経口投与用の液体投薬形態には医薬的に許容されるエマルジョン、マイクロエマルジョン、溶液、懸濁液、シロップおよびエリキシルが含まれる。活性化合物に加えて、液体投薬形態は、当分野において通常用いられる不活性希釈剤、例えば、水または他の溶媒、可溶化剤および乳化剤、例えば、エチルアルコール、イソプロピルアルコール、炭酸エチル、酢酸エチル、ベンジルアルコール、安息香酸ベンジル、プロピレングリコール、1,3−ブチレングリコール、ジメチルホルムアミド、油(特に、綿実油、ラッカセイ油、コーン油、胚油、オリーブ油、ヒマシ油およびゴマ油)、グリセロール、テトラヒドロフルフリルアルコール、ポリエチレングリコールおよびソルビタンの脂肪酸エステル並びにこれらの混合物を含有することができる。

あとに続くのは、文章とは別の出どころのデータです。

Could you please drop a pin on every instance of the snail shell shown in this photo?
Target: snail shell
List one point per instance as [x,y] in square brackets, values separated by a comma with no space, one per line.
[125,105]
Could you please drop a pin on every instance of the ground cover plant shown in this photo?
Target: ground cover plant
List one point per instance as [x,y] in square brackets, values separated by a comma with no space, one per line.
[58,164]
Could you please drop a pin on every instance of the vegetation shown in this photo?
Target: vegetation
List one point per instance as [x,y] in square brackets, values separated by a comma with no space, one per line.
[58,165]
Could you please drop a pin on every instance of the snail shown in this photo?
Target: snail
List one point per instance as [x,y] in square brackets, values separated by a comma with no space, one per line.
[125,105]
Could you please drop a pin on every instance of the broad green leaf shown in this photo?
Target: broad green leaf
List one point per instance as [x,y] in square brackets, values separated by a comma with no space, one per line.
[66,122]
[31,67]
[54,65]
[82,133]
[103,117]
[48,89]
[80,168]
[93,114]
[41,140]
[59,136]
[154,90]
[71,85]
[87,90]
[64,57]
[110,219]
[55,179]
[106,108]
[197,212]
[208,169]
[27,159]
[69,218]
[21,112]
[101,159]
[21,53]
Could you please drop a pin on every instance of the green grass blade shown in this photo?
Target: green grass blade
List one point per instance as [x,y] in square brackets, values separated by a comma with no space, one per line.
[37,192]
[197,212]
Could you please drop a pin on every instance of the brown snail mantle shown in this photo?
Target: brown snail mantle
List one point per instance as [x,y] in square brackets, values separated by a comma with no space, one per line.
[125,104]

不活性希釈剤に加えて、経口組成物は加湿剤、乳化剤および懸濁剤、甘味料、香味料および香料などの補助剤を含むこともできる。
本発明の化合物を局所または経皮投与するための投薬形態には、軟膏、ペースト、クリーム、ローション、ゲル、粉末、溶液、スプレー、吸入剤またはパッチが含まれる。望ましい本発明の化合物を、無菌条件下で、医薬的に許容される担体並びに求めに応じて必要とされる保存剤または緩衝剤と共に投与する。眼用配合物、点耳剤、眼用軟膏、粉末および溶液も本発明の範囲内にあるものとして考慮される。
軟膏、ペースト、クロームおよびゲルは、本発明の活性化合物に加えて、動物および植物脂肪、油、ワックス、パラフィン、デンプン、トラガカント、セルロース誘導体、ポリエチレングリコール、シリコーン、ベントナイト、ケイ酸、タルクおよび酸化亜鉛またはこれらの混合物を含有することができる。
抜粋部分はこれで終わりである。